現在由利管内では大規模な地震や集中豪雨などの災害に備えるため、市やため池管理者と共にため池ハザードマップの作成を進めています。


・ため池ハザードマップとは?
 ため池とは農業用水を確保するために水を貯えて取水ができるよう、人工的に造成された池のことです。農業用水だけではなく、雨水を一時的に貯める洪水調整等の防災機能や生物の生息・生育の場所の保全、祭りなどの文化・伝統の継承といった様々な機能を有しており、秋田県内では現在使用中の農業用ため池が約2,500箇所あります。
 このような多面的な機能を有するため池が決壊した場合を想定し、洪水の浸水範囲・到達時間や避難方向などの情報を地域住民の方々に提供し、情報を共有することで、災害時に自主的な避難に役立てることを目的に作成しているのがハザードマップです。


 

 ・ハザードマップに関連した地域の取り組みについて
 ハザードマップを作成するにあたり、ため池の堤高や貯水量、ため池下流の地形を基に被害想定図を策定し、避難方向や避難場所を検討します。地域の実状に合わせたマップを作成するためには、図面やため池の諸元からの情報だけではなく、地域住民の方々の意見を反映させることが不可欠となりますが、その場として、県、市町村職員や地元の方を交えたワークショップを行います。ワークショップでは被害想定区域図を用いて、地域住民の方々から被害想定区域の整合性や避難方向等に関する意見を伺い、挙げられた意見を反映させ、ようやくハザードマップの完成となります。

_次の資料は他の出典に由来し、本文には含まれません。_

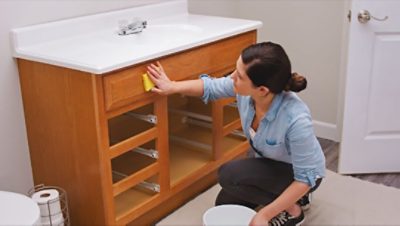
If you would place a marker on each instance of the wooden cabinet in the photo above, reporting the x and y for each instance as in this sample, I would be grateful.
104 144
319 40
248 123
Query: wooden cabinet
126 156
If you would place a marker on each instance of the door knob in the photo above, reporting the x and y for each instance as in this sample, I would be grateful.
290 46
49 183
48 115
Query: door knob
364 16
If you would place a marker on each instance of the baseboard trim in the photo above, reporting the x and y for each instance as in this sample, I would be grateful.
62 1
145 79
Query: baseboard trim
326 130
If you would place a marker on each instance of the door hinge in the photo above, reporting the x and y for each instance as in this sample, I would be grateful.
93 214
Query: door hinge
349 15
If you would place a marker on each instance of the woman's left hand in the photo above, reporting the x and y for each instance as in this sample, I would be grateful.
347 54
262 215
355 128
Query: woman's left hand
259 220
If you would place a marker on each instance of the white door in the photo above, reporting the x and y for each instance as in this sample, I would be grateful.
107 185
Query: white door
371 123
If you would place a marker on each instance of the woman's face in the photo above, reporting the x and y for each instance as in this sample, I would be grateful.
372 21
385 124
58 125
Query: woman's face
241 81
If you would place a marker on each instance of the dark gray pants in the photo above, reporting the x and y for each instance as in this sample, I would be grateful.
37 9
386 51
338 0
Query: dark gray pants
254 181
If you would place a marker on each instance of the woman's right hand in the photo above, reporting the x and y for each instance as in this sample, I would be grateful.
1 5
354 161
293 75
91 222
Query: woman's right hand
163 85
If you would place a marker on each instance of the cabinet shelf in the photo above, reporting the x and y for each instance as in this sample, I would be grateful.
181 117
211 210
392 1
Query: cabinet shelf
133 198
186 159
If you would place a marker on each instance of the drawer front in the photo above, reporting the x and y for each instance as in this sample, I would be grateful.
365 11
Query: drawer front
125 87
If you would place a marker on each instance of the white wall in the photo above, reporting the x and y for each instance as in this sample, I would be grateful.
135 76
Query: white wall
312 34
15 167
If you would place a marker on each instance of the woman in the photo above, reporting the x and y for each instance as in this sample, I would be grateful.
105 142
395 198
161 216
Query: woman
289 162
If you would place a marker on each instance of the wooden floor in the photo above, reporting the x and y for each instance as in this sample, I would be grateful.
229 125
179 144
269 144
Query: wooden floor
331 150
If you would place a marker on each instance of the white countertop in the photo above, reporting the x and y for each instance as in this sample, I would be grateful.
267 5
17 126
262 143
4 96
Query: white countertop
91 43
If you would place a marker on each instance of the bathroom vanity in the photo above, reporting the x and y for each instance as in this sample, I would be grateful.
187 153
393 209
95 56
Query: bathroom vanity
126 156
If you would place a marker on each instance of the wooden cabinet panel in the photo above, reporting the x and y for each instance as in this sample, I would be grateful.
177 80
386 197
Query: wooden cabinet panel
125 86
73 119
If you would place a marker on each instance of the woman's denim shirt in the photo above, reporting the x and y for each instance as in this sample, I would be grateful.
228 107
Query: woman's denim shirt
284 134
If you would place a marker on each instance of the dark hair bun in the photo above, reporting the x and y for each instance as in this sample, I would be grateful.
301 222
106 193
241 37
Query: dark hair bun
296 83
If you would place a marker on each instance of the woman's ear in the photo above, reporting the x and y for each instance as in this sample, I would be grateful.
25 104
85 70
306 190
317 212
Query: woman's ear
263 91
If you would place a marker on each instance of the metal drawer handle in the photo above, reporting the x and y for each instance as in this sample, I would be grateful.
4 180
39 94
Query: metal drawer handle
364 16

※ワークショップ・・・参加者が専門家の助言を得ながら問題解決に向かう研究集会。
※被害想定区域図・・・ため池が決壊した場合、貯めていた水が流れ込む範囲及び水深を表す図。

 由利管内においては、今年度38箇所のため池ハザードマップの作成を進めており、それに伴い、各地域でワークショップを開催しました。
下の写真は由利本荘市矢島町で開催したワークショップの様子です。地域住民の方々から過去のため池決壊時の様子などの意見を伺い、地域の自治会館等の避難場所となる施設の確認を行いました。 

由利本荘市矢島町で行われたワークショップ
               由利本荘市矢島支所で行われたワークショップの様子

 また、地域の防災意識を高めるにあたっては、ハザードマップを活用した避難訓練を行うことも重要です。定期的に避難訓練を行うことで、地域住民の方がマップに触れる機会が増え、避難場所の把握につながるとともに、マップの内容を見直す機会にもなります。

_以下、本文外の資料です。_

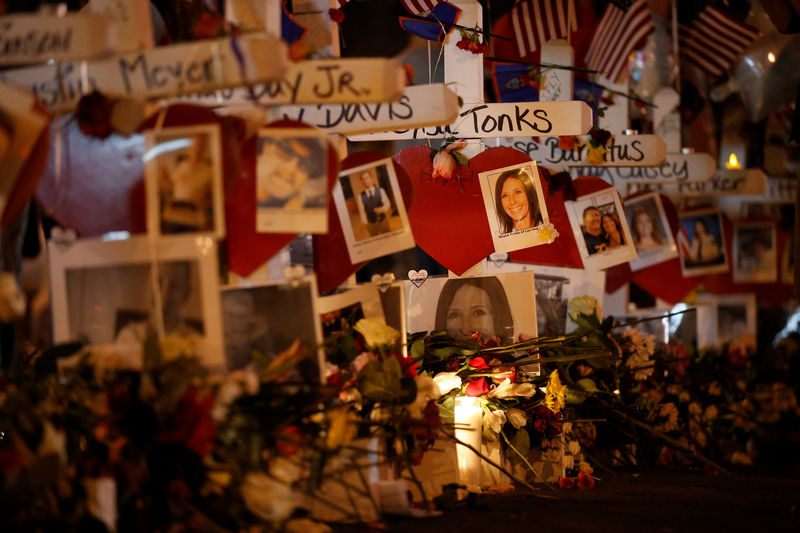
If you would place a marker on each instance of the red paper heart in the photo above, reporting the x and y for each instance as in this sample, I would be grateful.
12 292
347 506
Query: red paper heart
331 260
449 218
563 252
248 249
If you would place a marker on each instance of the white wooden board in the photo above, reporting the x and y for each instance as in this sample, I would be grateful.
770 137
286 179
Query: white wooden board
521 119
421 106
319 81
26 39
623 151
199 66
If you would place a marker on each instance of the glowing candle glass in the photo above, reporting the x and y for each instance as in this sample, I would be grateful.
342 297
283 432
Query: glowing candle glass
467 417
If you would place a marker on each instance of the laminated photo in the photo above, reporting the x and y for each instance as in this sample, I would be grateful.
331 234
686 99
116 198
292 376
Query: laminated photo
515 207
261 321
755 253
116 294
371 211
183 179
701 243
292 181
650 231
601 230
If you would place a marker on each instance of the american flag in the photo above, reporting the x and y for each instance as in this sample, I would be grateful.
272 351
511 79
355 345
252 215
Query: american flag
618 34
535 22
715 40
421 8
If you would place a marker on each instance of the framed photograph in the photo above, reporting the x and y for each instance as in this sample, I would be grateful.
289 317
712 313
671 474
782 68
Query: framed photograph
755 253
555 287
292 181
268 318
183 179
347 308
117 293
601 230
502 305
371 211
733 316
702 243
650 231
514 205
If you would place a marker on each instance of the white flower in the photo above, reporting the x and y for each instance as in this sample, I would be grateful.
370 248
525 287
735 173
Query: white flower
376 332
517 417
12 299
447 381
267 498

県内の防災訓練の例については、下記リンクからご覧ください。
雄勝 大雨によるため池の決壊を想定した防災訓練

 近年、局地的な大雨や大規模な地震の発生などにより、ため池決壊による被害が各地で発生しています。ハザードマップは、有効に活用することにより地域全体の防災意識を高め、自身の人命・財産を守る手段となりますので、是非活用して下さい。